Será necessário um exame mais profundo para compreender que, ao mudarem as relações de vida dos homens, suas relações pessoais, sua existência social, mudam também suas representações, suas opiniões e suas ideias, em suma, sua consciência? O que demonstra a história das ideias senão que a produção espiritual se modifica com a transformação da produção material? As ideias dominantes de uma época sempre foram as ideias da classe dominante (Marx e Engels, Manifesto do Partido Comunista, L&PM, Porto Alegre, 2014, p.57).

Parafraseando a dupla, o que interessa destacar aqui, em síntese, é o princípio de que a vida material determina a vida espiritual: não são as ideias que produzem a matéria, mas a matéria que produz as ideias. Em outros termos, isso quer dizer que não é a cultura que fabrica os “homens em carne e osso”, mas os “homens em carne e osso” que fabricam a cultura. Como estamos falando em “homem”, “osso” e “cultura”, vale recordar também uma sequência emblemática do filme 2001: Uma Odisseia no Espaço (clássico de Stanley Kubrick lançado em 1968, há exatos 50 anos). Trata-se do instante em que o macaco tomou consciência de que poderia utilizar um osso como instrumento, constatando que ele servia tanto para matar uma presa e saciar a fome, quanto para matar o líder do grupo inimigo e conquistar um poço de água.
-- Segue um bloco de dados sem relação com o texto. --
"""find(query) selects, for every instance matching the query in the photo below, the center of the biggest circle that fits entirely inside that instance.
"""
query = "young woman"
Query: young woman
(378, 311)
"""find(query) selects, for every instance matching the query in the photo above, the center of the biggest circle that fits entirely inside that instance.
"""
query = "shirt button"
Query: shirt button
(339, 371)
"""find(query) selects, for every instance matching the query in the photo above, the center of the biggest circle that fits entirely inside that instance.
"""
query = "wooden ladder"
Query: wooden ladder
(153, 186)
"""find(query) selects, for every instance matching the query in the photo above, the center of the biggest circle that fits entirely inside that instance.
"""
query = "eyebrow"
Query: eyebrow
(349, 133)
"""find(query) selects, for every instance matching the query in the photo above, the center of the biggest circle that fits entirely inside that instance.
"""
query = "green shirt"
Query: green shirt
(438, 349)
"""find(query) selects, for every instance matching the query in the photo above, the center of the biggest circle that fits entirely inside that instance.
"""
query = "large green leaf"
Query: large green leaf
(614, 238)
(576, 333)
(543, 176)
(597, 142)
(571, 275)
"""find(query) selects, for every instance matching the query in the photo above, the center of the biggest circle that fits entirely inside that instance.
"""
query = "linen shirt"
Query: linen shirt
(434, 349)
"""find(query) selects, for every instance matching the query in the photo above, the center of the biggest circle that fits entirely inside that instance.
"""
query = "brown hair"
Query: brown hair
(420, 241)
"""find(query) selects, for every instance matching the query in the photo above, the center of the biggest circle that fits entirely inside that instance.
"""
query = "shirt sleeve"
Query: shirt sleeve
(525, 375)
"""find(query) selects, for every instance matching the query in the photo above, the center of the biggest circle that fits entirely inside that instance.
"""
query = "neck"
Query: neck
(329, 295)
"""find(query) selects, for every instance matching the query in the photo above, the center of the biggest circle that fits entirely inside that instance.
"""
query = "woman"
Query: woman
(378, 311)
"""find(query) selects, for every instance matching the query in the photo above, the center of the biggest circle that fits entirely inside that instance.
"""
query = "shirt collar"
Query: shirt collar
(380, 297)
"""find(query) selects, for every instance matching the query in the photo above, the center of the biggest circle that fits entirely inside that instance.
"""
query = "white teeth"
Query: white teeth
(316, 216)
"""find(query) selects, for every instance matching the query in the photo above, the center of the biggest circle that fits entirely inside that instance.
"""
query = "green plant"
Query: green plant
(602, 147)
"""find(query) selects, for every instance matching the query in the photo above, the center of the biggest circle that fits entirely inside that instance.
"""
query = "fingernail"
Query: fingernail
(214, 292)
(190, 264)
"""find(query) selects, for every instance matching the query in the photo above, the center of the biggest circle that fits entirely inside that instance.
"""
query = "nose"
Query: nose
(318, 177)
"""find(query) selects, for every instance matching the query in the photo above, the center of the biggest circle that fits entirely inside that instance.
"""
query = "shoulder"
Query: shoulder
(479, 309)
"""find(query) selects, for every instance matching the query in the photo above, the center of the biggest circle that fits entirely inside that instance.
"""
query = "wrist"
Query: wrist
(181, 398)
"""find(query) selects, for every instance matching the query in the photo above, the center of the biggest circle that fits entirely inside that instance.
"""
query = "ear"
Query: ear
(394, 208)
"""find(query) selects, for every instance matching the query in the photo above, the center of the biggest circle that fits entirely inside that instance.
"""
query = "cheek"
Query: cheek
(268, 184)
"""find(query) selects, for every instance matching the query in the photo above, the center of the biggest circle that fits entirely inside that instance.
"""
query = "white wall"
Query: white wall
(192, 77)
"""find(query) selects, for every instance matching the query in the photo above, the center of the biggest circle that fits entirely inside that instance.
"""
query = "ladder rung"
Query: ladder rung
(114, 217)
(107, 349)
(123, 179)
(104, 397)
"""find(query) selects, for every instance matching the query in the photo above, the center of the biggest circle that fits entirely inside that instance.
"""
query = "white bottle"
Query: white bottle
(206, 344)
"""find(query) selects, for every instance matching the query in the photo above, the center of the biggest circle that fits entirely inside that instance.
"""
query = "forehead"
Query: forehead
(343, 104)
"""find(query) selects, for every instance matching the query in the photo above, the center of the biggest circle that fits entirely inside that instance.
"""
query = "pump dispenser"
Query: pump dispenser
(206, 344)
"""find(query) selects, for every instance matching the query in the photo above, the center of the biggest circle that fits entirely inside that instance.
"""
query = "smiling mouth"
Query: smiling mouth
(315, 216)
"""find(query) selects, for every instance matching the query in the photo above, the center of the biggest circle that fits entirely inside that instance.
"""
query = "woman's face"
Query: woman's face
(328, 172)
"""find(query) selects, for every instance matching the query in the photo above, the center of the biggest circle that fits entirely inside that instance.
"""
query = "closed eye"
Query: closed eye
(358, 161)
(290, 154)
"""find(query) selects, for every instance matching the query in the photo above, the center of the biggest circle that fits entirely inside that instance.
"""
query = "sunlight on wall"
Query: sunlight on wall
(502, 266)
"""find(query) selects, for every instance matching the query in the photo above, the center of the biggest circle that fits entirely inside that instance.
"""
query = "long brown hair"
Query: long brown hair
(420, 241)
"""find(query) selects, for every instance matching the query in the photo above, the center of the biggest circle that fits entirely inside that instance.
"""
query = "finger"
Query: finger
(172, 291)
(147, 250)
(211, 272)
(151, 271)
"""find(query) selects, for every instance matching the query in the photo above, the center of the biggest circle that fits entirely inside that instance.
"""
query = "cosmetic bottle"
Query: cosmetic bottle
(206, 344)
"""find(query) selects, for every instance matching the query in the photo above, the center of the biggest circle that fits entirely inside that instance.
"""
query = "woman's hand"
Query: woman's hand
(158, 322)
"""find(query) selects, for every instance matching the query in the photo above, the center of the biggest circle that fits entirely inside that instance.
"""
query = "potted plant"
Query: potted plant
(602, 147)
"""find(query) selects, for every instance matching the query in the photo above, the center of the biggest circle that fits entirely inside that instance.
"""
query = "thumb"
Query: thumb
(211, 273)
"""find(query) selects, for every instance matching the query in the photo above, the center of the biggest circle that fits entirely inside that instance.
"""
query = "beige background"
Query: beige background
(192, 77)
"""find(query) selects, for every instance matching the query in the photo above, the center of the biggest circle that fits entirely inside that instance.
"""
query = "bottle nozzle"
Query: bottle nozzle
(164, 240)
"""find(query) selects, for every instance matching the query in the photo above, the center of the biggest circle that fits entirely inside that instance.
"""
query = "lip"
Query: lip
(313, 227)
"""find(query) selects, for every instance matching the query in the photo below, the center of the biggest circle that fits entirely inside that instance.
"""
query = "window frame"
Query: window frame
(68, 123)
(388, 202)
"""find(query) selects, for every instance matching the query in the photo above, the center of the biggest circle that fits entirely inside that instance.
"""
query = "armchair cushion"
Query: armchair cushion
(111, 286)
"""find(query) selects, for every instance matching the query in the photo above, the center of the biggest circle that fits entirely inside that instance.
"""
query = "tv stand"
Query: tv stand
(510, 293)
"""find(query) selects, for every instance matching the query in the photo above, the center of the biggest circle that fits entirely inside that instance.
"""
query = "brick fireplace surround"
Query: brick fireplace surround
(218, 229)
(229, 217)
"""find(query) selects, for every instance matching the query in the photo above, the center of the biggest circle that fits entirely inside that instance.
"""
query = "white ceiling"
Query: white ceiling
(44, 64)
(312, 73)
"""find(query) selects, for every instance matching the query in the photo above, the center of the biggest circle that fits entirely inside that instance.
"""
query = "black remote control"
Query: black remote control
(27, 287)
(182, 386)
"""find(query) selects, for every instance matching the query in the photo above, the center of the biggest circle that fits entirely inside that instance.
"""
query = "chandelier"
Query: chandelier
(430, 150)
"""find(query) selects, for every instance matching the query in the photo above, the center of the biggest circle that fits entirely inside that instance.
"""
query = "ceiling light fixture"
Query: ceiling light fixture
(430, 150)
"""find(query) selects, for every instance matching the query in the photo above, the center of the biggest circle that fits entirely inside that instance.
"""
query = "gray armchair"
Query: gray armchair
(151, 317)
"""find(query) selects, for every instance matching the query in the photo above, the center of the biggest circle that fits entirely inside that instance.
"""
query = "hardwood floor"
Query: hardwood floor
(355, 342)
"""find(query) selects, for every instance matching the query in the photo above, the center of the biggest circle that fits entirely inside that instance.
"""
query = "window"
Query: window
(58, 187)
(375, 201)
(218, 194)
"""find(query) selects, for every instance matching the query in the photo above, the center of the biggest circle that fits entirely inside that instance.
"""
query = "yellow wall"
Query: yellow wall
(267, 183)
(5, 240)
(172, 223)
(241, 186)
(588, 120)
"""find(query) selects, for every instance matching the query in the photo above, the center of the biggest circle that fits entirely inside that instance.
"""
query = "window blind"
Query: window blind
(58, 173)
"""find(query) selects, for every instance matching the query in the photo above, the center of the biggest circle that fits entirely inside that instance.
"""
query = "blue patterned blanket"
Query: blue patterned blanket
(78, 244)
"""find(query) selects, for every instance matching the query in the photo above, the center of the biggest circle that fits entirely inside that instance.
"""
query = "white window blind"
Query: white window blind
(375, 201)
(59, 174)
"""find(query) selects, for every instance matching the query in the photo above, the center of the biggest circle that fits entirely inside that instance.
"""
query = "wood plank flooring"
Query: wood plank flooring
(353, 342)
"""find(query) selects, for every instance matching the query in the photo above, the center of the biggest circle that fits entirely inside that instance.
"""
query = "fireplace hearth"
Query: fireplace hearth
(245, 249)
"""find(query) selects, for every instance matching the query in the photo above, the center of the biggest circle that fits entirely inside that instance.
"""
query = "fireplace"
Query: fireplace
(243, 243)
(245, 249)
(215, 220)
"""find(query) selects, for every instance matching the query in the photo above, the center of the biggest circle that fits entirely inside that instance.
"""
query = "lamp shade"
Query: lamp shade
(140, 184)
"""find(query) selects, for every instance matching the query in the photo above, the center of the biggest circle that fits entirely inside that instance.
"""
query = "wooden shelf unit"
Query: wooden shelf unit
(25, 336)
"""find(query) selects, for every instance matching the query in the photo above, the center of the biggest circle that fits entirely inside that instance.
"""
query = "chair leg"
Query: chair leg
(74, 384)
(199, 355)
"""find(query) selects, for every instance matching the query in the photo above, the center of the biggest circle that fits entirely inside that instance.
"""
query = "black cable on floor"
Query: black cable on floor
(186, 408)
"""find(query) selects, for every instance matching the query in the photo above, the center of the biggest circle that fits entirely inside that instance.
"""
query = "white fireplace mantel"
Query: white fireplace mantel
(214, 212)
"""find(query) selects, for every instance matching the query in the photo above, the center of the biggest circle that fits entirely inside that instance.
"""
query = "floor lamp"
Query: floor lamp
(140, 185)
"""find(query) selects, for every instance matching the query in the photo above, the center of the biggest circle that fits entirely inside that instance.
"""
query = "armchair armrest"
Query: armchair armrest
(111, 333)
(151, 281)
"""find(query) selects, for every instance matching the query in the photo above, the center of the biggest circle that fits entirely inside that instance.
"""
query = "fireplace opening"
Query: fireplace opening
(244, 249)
Eufórico com a descoberta do “objeto mágico” de poder (que lhe permitiu subjugar tanto a natureza quanto os outros macacos), o símio jogou o osso para o alto: rodando lentamente no ar, a “ferramenta-arma” se converteu em nave espacial. Nesse movimento “da terra ao céu”, chamamos a atenção para o fato de que essa é a passagem demarcatória “em que o homem se separou do reino animal”: que ocorreu exatamente quando ele “segurou pela primeira vez os instrumentos primitivos”. Façamos a ressalva de que importa menos se, na ficção cinematográfica de Kubrick, estes eram de osso, e o homem ainda era macaco; ou se, na leitura antropológica de Trotski, eram de pedra ou madeira, e o macaco já era homem. O que interessa agora, especificamente, é que tanto o filme do diretor americano quanto o texto do dirigente russo pressupõem a existência de uma linha de fronteira onde “começou a criação e a acumulação de cultura”.

Como a arte é capaz de sínteses que são impossíveis aos textos teóricos (reféns do “expansionismo” verbal, já que submetidos ao dever de explicar), a veloz transformação do osso em nave espacial traduz melhor essa “odisseia cultural”, conectando os pontos extremos desta nossa longa jornada “da terra ao céu”. Ou seja, dos “instrumentos primitivos” à mais desenvolvida tecnologia, o que chamamos de “cultura” é – em linhas gerais – o enorme acervo “de conhecimentos e habilidades de todo tipo” que a coletividade humana reuniu “para enfrentar e subjugar a natureza”. Assim, do macaco que empunhava o osso ao homem que pilota a nave, o que está em jogo não é apenas o desenvolvimento das forças produtivas, (conforme se depreende da lição extraída do Manifesto), mas que, “ao mudarem as relações de vida dos homens, suas relações pessoais, sua existência social, mudam também suas representações, suas opiniões e suas ideias, em suma, sua consciência”.

Em outros termos, do homem em “estado selvagem” ao homem “civilizado”, as figuras do “osso” e da “nave” representam, metonimicamente, a heterogeneidade de componentes constitutivos da cultura. Compreendida como fenômeno social, histórico, ela engloba as habilidades técnicas, os conhecimentos científicos, as crenças religiosas, os valores morais, os padrões de comportamento, as regras de convívio social, as formas de organização familiar, os modos de se vestir, os registros de linguagem, os hábitos alimentares, os ritos iniciáticos, as celebrações coletivas, as manifestações artísticas (como a literatura, o cinema, o teatro, a escultura, a música, a arquitetura e as artes plásticas), etc.

Para concluir este segundo artigo, o nosso grande desafio, enfim, é compreender como essa série de elementos desiguais se combinam, estruturando a totalidade a que chamamos de “cultura”. Para isso, o crítico precisa ter sempre em mente (parafraseando Shakespeare) que há mais mistérios entre a terra e o céu (ou entre o osso e a nave) do que supõe a vã filosofia pseudomarxista.